The company this week released Rosette 7, the latest version of its software, which is used in major web and enterprise search engines, from Google to Bing to Oracle software. The product supports 55 languages for language identification, and if you count different encodings that grows to over 100 languages and encoding pairs. For base linguistics for search engine enablement it supports 20 languages, depending on how you count them. Among its constantly expanding language set is extended coverage for Middle Eastern languages such as Pashto and Dari. “These hard languages are not well served in the market today in the search engine and entity extraction space, so we built on that,” Kearns says.

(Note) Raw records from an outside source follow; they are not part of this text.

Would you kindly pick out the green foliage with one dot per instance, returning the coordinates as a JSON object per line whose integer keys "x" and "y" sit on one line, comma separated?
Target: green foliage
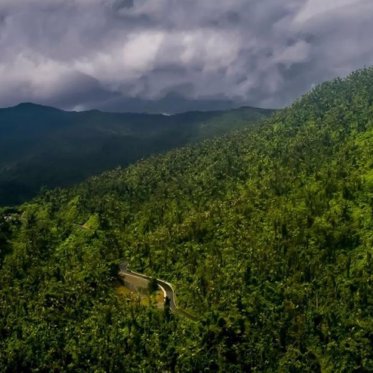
{"x": 266, "y": 234}
{"x": 42, "y": 146}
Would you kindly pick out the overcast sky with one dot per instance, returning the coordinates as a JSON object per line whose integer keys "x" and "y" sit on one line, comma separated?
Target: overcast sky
{"x": 170, "y": 55}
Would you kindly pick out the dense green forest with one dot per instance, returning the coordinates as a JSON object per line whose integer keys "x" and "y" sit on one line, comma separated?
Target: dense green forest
{"x": 266, "y": 234}
{"x": 46, "y": 147}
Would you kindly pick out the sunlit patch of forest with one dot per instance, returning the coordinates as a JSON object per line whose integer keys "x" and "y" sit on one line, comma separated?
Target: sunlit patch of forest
{"x": 266, "y": 234}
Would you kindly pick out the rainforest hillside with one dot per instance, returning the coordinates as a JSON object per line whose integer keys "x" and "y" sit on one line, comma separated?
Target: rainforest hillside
{"x": 45, "y": 147}
{"x": 266, "y": 234}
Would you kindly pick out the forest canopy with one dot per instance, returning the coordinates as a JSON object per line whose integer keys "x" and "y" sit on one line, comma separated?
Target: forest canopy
{"x": 266, "y": 234}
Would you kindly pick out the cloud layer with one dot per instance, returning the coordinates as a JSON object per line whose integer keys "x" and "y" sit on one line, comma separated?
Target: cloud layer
{"x": 132, "y": 54}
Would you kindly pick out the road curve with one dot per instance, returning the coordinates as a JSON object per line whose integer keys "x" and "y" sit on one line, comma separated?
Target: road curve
{"x": 166, "y": 287}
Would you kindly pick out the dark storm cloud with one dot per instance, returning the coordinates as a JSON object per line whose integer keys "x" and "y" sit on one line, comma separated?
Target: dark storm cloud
{"x": 166, "y": 54}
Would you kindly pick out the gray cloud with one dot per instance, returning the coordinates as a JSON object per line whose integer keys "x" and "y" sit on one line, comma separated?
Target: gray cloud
{"x": 148, "y": 54}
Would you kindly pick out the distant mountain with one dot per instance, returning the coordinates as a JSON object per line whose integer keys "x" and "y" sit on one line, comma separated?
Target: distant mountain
{"x": 43, "y": 146}
{"x": 266, "y": 234}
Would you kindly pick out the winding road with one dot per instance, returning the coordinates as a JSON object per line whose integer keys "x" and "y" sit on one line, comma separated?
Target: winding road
{"x": 138, "y": 281}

In addition to its list-based and rules-based entity detection algorithms, the update features a completely rewritten core statistical engine for entity extraction of organizations, people, places, URLs, and so on. Its improved extractor here means that it takes less training data to build statistical models and improves the ability for users to train the engine in the field, Kearns says. “We use the statistical engine for persons, locations and organization;. these are hard to make rules about. How can you make a correct set of rules that this is a person name vs. an organization name, for instance,” he says. Hundreds of thousands of words from publicly available data in each of the 14 languages the engine supports were annotated by humans, and then its model was trained to read all the sentences and learn what makes up a person entity, an organization entity, and so on, “and gives us a lot more traction on these hard entity types than you get by just rules.” But because in some cases, particularly government (which makes up about 40 to 50 percent of its market), the text the software is trained on needs to be enhanced with the industry’s unique prose. “Depending on where the data comes from, it doesn’t always look like data we trained on. So when the actual genre of text is different enough, the performance of statistical entity extractors could suffer because it doesn’t recognize the sentence structure or new worlds.” Being able to quickly train for this in the field elevates performance.

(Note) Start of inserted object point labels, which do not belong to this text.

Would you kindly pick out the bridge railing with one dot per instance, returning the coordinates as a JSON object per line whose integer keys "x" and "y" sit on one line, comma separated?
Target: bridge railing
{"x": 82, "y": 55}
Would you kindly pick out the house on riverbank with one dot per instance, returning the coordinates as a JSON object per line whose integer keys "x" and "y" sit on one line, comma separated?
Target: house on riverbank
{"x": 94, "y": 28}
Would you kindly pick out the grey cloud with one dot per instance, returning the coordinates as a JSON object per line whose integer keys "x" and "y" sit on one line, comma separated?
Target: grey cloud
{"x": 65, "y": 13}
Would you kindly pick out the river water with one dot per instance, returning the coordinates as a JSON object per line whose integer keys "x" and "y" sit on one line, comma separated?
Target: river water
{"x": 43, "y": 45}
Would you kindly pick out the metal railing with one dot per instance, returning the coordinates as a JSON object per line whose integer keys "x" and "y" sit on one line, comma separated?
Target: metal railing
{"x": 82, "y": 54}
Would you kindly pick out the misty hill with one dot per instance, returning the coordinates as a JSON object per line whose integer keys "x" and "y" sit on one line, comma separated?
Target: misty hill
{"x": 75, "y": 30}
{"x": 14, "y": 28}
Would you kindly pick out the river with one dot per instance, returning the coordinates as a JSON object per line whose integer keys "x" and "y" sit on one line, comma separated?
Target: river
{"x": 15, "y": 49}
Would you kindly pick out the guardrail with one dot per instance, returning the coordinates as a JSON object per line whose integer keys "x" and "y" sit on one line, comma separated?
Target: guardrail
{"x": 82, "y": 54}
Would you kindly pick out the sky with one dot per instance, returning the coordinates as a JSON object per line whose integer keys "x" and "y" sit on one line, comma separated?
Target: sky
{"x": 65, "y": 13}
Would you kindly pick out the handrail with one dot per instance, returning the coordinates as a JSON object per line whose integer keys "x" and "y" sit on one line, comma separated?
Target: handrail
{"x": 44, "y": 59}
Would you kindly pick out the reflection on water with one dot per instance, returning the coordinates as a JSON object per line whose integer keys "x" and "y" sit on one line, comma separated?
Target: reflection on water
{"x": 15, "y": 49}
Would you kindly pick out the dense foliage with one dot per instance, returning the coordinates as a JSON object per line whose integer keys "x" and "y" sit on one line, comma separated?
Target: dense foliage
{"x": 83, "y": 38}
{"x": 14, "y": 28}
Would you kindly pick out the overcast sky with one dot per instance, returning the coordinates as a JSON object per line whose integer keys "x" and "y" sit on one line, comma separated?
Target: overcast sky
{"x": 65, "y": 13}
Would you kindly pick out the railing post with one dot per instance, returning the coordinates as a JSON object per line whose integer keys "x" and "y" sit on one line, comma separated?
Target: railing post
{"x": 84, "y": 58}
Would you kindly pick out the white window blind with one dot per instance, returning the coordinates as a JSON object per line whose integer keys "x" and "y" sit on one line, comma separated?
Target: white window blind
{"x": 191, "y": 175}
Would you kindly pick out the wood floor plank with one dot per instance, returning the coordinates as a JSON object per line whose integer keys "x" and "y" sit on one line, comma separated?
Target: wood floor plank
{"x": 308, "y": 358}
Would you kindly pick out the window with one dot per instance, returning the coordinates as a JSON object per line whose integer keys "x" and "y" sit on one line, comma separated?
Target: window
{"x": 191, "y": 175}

Another major feature in Rosette 7 is name matching and name translation, a problem the company has been working on for more than five years with the result that this is the first time name translation and searching are integrated into the Rosette platform’s same core set of APIs. “Bringing those in lets us more easily set up a pipeline….If Osama bin Laden is written in Arabic you can search for it in English, Japanese or Chinese documents. Being able to hook all these pieces up, the name matching and translation to entity extraction, gives radical new capabilities in terms of how customers might assemble their applications.” As an example, he points to e-discovery efforts around doing entity extraction across all emails. “Now you have people, and can put them into search engine. But what if not everyone spells ‘Joseph’ properly—some say Joe, or whatever. Now you have the flexibility of a fuzzy name search engine to find that. Or what if it’s in a Chinese document from a Chinese customer—now our software can directly find out that he is mentioned there, so that document will be relevant to the case and you will want someone to read this.”

The latest version also now supports Lucene-based applications, so any organization using the open source search toolkits can get the same advanced linguistic processing used by high end web and enterprise search engines.